I like the fluidity of the interface and simplicity of handling. I think it'd help matters to have some sort of map in an upper corner, to get a sense of where you and your enemy are. I also found aiming to be difficult, and I'm not sure what my weapon is doing to my target.
I like the idea of the map, and yes, I did not put any type of effect when the projectiles collide with the enemy because I thought that it would lower the performance of the game, but I think it is something necessary to add, I will solve it for the next version. Thanks for the review!
This is a visually appealing game, and the "auto-combat" feature makes it great for busy multitaskers. When I get the team in the dungeon and hit GO, I can run errands, send emails or take a nap and then check back in to see where things are at and how my team did.
I started playing this game a little over a month ago, and, being frustrated at not getting through it at the time, I gave it a begrudging three stars of my vote. But I kept on playing and did eventually get good enough to obtain the Goblet of Yendor, albeit not yet in under 60 minutes, let alone 45. (My fasted finish to date is 79:45.)
It has become one of the most addictive games I've played on any website or other device. (I fed a lot of quarters in machines as a kid.) Because of that, I'm giving the review five stars. It's simple to play, once I got the hang of it and the management of the components, yet it can also be complex and never the same game twice. It involves strategy yet also adaptability to circumstances and variables. Visually it's pleasing to look at and easy to understand. I also like that I can play with just my mouse. I also like the feature of silencing the music and sound effects, so I can play while listening to other music or podcasts.

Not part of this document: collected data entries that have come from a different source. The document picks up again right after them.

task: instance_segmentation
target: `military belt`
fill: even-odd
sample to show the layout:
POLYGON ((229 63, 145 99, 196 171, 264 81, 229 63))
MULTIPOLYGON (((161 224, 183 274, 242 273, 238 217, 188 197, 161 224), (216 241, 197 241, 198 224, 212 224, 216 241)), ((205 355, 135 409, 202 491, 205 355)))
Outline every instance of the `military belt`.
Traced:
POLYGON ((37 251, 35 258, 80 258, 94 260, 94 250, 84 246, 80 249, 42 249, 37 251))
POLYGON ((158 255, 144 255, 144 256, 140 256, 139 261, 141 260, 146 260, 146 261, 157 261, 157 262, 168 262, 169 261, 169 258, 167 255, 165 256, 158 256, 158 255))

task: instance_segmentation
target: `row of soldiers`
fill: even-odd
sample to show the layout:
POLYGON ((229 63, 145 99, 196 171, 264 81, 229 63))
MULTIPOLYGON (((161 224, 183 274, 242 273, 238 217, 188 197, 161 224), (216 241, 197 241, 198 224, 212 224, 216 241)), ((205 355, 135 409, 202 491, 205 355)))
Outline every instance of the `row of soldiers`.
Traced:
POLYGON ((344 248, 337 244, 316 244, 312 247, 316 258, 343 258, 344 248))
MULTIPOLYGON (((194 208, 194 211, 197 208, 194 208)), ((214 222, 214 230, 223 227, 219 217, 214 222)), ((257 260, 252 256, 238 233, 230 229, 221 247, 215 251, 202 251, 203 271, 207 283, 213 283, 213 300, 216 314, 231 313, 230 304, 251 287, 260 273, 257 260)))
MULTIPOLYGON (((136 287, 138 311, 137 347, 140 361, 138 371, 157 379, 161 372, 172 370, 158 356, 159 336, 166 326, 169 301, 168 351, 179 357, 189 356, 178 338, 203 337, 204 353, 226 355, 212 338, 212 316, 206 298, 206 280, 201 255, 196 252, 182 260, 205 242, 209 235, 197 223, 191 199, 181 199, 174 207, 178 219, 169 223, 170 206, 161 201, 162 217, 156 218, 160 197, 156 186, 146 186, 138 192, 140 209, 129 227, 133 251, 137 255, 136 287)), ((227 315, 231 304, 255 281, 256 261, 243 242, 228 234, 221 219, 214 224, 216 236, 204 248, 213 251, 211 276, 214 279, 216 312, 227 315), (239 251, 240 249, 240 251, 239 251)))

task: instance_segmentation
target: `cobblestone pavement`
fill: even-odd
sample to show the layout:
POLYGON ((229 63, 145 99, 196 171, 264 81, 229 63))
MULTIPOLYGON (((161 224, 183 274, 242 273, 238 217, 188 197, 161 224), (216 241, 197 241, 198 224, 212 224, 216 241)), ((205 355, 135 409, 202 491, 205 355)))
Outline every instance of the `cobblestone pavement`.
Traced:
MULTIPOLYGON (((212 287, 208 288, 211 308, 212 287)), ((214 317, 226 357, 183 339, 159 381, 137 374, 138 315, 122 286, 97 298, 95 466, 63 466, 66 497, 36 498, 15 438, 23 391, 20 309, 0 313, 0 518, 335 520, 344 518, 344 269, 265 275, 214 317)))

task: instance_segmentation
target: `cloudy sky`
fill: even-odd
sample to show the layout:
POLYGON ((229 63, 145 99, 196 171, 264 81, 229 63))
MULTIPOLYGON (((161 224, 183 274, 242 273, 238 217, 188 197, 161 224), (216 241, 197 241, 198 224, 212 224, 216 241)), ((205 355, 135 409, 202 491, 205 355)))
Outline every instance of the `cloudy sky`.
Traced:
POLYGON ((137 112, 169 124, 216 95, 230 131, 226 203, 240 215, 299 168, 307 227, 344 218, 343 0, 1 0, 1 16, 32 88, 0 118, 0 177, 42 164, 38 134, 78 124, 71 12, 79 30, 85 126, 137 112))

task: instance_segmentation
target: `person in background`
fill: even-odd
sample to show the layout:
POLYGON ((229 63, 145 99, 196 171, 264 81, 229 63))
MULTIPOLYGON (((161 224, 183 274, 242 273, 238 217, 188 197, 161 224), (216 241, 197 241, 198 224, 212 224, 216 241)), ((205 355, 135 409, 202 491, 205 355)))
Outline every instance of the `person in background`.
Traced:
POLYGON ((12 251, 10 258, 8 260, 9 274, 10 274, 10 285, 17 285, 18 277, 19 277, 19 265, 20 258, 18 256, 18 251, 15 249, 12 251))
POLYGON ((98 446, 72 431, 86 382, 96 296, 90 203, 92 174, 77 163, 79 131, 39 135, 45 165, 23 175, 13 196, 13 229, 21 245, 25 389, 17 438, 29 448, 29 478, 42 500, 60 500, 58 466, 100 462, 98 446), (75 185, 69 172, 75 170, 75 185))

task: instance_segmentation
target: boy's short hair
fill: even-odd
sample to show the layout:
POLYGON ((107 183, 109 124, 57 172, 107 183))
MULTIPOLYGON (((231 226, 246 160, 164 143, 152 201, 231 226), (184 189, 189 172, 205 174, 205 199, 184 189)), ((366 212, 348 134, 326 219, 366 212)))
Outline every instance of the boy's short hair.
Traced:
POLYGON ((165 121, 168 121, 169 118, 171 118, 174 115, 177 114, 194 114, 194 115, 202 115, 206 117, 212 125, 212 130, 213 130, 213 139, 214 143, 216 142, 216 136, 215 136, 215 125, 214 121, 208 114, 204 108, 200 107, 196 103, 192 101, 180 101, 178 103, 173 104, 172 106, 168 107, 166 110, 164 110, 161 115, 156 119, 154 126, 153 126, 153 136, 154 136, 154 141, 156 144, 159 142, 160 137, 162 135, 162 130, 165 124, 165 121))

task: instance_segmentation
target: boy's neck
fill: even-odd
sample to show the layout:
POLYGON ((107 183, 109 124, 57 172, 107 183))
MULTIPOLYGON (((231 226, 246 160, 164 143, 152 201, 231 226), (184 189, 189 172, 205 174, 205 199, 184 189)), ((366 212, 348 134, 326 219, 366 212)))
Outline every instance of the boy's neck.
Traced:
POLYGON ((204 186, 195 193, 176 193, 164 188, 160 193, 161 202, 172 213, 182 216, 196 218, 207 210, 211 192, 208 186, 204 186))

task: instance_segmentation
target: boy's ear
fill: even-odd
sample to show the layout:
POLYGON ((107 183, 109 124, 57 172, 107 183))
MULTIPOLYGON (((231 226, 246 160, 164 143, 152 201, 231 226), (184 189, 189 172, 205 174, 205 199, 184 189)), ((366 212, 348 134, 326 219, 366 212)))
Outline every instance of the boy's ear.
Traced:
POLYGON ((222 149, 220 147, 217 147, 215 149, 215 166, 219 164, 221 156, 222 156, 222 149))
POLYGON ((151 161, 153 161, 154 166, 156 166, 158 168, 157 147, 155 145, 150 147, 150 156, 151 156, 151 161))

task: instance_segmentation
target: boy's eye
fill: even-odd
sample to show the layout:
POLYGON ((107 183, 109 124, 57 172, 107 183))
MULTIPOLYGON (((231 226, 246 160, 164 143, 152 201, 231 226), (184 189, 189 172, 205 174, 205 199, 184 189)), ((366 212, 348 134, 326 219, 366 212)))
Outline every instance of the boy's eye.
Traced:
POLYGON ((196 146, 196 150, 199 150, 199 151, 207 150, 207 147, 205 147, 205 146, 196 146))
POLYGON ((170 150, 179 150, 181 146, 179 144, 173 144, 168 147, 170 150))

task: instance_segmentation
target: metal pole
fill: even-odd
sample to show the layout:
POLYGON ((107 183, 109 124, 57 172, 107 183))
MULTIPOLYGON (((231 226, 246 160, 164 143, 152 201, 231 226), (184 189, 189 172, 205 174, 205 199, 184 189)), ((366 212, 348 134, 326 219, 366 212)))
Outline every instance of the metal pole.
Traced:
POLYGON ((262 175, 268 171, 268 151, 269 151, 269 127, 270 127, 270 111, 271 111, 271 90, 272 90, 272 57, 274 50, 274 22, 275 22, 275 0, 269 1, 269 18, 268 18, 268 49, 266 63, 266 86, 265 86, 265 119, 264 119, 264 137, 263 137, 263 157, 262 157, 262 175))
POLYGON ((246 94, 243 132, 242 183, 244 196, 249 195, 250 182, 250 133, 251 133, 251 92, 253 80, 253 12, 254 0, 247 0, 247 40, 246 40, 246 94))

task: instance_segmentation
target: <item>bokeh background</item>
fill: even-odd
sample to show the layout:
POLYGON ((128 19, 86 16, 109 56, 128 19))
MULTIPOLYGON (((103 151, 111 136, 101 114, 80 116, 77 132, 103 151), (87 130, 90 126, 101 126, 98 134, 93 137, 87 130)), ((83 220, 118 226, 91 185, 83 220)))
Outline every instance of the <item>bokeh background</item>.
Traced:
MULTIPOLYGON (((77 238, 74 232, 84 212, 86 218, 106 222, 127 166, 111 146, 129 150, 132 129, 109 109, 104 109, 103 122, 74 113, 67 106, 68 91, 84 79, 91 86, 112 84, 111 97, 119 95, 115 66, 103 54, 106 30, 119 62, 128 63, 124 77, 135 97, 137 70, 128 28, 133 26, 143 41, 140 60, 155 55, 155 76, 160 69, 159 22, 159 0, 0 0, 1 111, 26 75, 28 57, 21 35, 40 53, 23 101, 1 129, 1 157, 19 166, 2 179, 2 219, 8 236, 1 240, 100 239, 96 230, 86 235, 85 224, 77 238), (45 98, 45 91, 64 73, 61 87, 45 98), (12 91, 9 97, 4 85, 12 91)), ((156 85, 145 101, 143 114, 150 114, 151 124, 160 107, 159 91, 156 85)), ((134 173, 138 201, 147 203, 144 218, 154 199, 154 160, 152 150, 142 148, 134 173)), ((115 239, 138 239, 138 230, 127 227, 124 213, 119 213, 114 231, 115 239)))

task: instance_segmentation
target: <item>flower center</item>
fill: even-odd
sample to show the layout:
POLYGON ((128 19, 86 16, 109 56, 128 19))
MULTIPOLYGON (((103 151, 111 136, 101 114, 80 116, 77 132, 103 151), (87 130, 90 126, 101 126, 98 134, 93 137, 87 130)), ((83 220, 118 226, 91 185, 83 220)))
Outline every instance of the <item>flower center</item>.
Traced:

The Warrior is my character of choice. You start off with a longsword and the most hit points of all the characters. At first, my mindset was more protective, with fortitude getting the most skill points, but since then, I've adopted a more offense-oriented mindset, with the most points going to melee and range. I don't have to take as many hits, if I can dispatch monsters in fewer moves. I always worship at the altar of the archer, to better my chances of getting plenty of ammunition, and it's better still to either purchase or luck upon one of the magic staffs as a backup range weapon. My favorite of those is the storm staff, which, is very useful in the sewers and anywhere else with open bodies of water. The Book of the Storm Mage is also my favorite for extra talents, like the lightning bolt, especially in the settings with bodies of water. Other favorite items include the Boots of Flight, which are especially appreciated, if I'm in The Core with its lava beds. I also love the Shield of Reflection, Gloves of Might, the Storm-chopper and Circlet of Knowledge, Scroll of Hell Fire and dragon scale armor. Metal plate armor and shield are items I always sell to the merchant, and if I happen upon a wishing well for the first time, my tendency is to summon food, since I know what I'm getting.
My most satisfying outcome was making off with the Goblet of Yendor, after delivering a thunderclap to stun enemies for enough moves for me to get to the prize without having to spend extra time on killing them.
Possible stuff to change for future versions: Different music for each floor, and the ability to go the last saved game, even after one has been killed. If I die prior to the end, it's usually for a bonehead mistake, like failing to keep track of my own hit points while merrily swinging away at a crowd of monsters--particularly galling, when I've lucked into a lot of my favorite gear. (Then again, not being able to go back to that game serves me right for being boneheaded.)
In conclusion, it's one of my favorite time-killing games and thus deserving its five-star plaudit from me.
Simple, yet challenging; frustrating, at times, yet highly addictive, thanks to having only one life per game. Some others mentioned preferring that the ship maneuver via that arrow keys, but I like using just the mouse and needing only one hand to play this time-chewer. One thing I'd like to see in a subsequent version is the player's ship automatically firing without the player having to depress the mouse button, since there's no reason to hold one's fire in this game.
I managed to get all but two of the medals, and I don't imagine I'll ever score enough point to earn the "best-of-all-time" medal. I do wonder, though, when the "elite speed ship" is supposed to show up. As of this writing, I've managed to survive long enough to make it past 100,000 points and still didn't see it.
One of the most satisfying, time-killing games I've played. It's simple to operate, yet complex, in terms of determining where to aim to crush a castle and timing the launch to get that shot. It's also cool that players can make and submit their own castles for crushing by other players, and the physics of the pieces has also been well worked out. Well done!
What I like about this game: The smooth handling, easy to operate interface; the ability to set the difficulty level and number of enemy to kill; the simple but elegant visuals, both of the operating environments, ships and elements, which help retain my interest in playing. One can spend hours on this game without getting stressed out with a craft that's too fragile and crashes easily.
What I'd like to see in a future version: Clarification from the beginning of what the different keys represent, and a story version with a Boss character at the end of each stage. Also, the medals earned in this current version don't show up as total points on one's gaming profile, so that could be fixed.
This demo game is a good start. What I especially like about it, and why I'm giving it 3 stars--is the crazy background music, whose modernistic harmonies bring to mind the music of 20th Century composers, Paul Hindemith and Bela Bartok.